装備しちゃうよ! サトウさん! part3
「なんだと!? ニシナカ村だと!?」
アシガルが予想していた通りのリアクションが返ってきた。
「するってぇとお前、まさか……孫か?」
「えぇ。おそらく……」
そんな会話をしているうちに煌めく少女らが戻ってきて、その話は一旦中断された。
「こんなところです!」
ウキウキしながら戻って来た美菓子はガサッとカウンターに好みの物を置いた。
彼女らには決して装備品の性能だとか値段だとかを気にする素振りは微塵もない。
アシガルは己の理想、露出が減ることだけは断固避けたい! と己に言い聞かせながらも一つ一つを美菓子に当てていった。
「これは?」
「アシガルさんたら! 魔女といえば黒いマントに決まってますよぉ」
(くっ、いきなりきたか! そうだよな、魔女と言えば黒ずくめしかイメージが沸かん! クソッどうしたらいんだ!!)

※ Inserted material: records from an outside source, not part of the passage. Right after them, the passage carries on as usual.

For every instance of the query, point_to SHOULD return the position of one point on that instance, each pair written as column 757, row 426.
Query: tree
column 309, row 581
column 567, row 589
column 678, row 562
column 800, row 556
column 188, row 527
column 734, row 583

「ほう、そっちの可愛いネェちゃんもなかなか見る目があるぜ! それはハーフマントと言ってな、利き腕側は隠さず、反対側だけのマントだ。狙撃も兼ねた職業柄、その度にマントをめくってちゃあ獲物を射抜くことはできねぇよなぁ!」
(な、なるほど! 見れば前は長め、後ろは短めの何とも俺好みの仕様じゃないか! 買いだな!)
「いいんじゃないっすか!」
美菓子は早速ハーフマントを被って装備してみた。
するとどうだ、薄手のマントにくるまったボディラインがクッキリし、そこから伸びる程よいムチムチな脚が際立つではないか。
(さ、最っ高じゃねーか! マントの中をヒラヒラと見え隠れするダンダラスカートがまた堪らん!)
「これも魔女で連想できますよね!? 目深帽ですよ」
横に大それた長さ、それに天を突き刺すが如き尖ったその目深帽は美菓子の小さな頭をすっぽり包み込み、ギリギリ形の良い輪郭線だけが確認出来た。
「可愛いネェちゃん、それはちょっとデカ過ぎるぜ! だったら薔薇の弓杖にピッタリの帽子があるぜ!」
そう言うとまたまたマスターは奥へと潜っていった。
マスターが戻るまで、愛姫子は剣を大道芸人のように使いこなしはじめたし、美菓子も呪文を唱えてから、即座に射撃に移行する動作を入念に何度も何度も繰り返していた。
(いやぁ……ハハ……なんとも頼りになるなぁ)
その言葉とは裏腹に、動く度にプルンと揺れる谷間と、ダンダラスカートと共にキュッとしまるお尻に目が右往左往し、極めつけは凛とした愛姫子の声とトロリとトロけるような美菓子のボイス、そしてそれらを相乗効果させるほどの美貌に首ったけとなるばかりであった。